P < .001 as compared with the BMI-matched healthy controls

P < .05 as compared with the BMI-matched healthy controls.

P < .05 as compared with the NA/NT group.

P < .01 as compared with the NA/NT group.

P < .01 as compared with the BMI-matched healthy controls.

Figure 1. — A–F, Relationship of serum T and A with FAI, total urinary androgen metabolites, and ISI. There is a significant positive relationship between both T and A with total androgen excretion and the FAI; a negative association with ISI is observed.

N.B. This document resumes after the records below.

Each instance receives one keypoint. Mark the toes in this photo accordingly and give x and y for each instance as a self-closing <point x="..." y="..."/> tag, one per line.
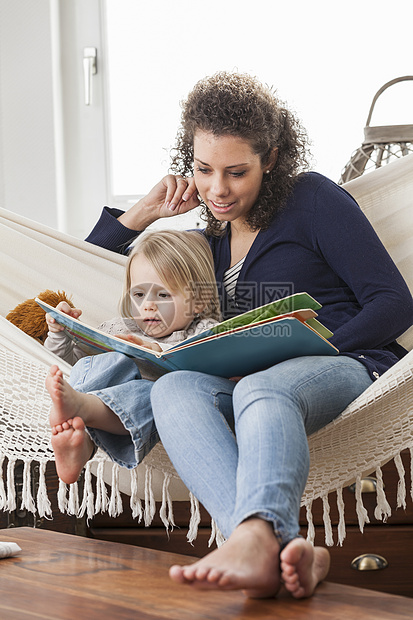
<point x="176" y="574"/>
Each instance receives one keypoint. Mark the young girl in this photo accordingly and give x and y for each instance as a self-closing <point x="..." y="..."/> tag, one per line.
<point x="169" y="294"/>
<point x="242" y="447"/>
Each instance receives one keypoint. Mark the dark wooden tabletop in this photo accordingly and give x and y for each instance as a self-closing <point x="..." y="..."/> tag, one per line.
<point x="66" y="577"/>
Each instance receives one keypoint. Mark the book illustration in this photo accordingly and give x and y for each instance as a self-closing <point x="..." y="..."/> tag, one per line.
<point x="239" y="346"/>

Serum A was elevated in 76 of 86 PCOS patients (88.3%); T was elevated in 56 (65.1%). A and T were elevated in 1 of 43 (2.3%) and 5 of 43 (11.6%) healthy controls, respectively. Serum levels of A and T were in the normal range in 10 and 30 PCOS patients, respectively. Patients with PCOS were subsequently divided into four androgen phenotype groups dependent on circulating androgens; NA/NT, NA/HT, HA/NT, and the most severe degree of androgen excess, HA/HT. Most patients were categorized as HA/HT (n = 56), with 20 and 10 patients classified as HA/NT and NA/NT, respectively; no patient had high T but normal A (Figure 2).

Figure 2. — Relationship of serum T and A with stratification of androgenemic subgroups: NA/NT (n = 10); HA/NT (n = 20); and HA/HT (n = 56). No individuals were identified with NA/HT (n = 0).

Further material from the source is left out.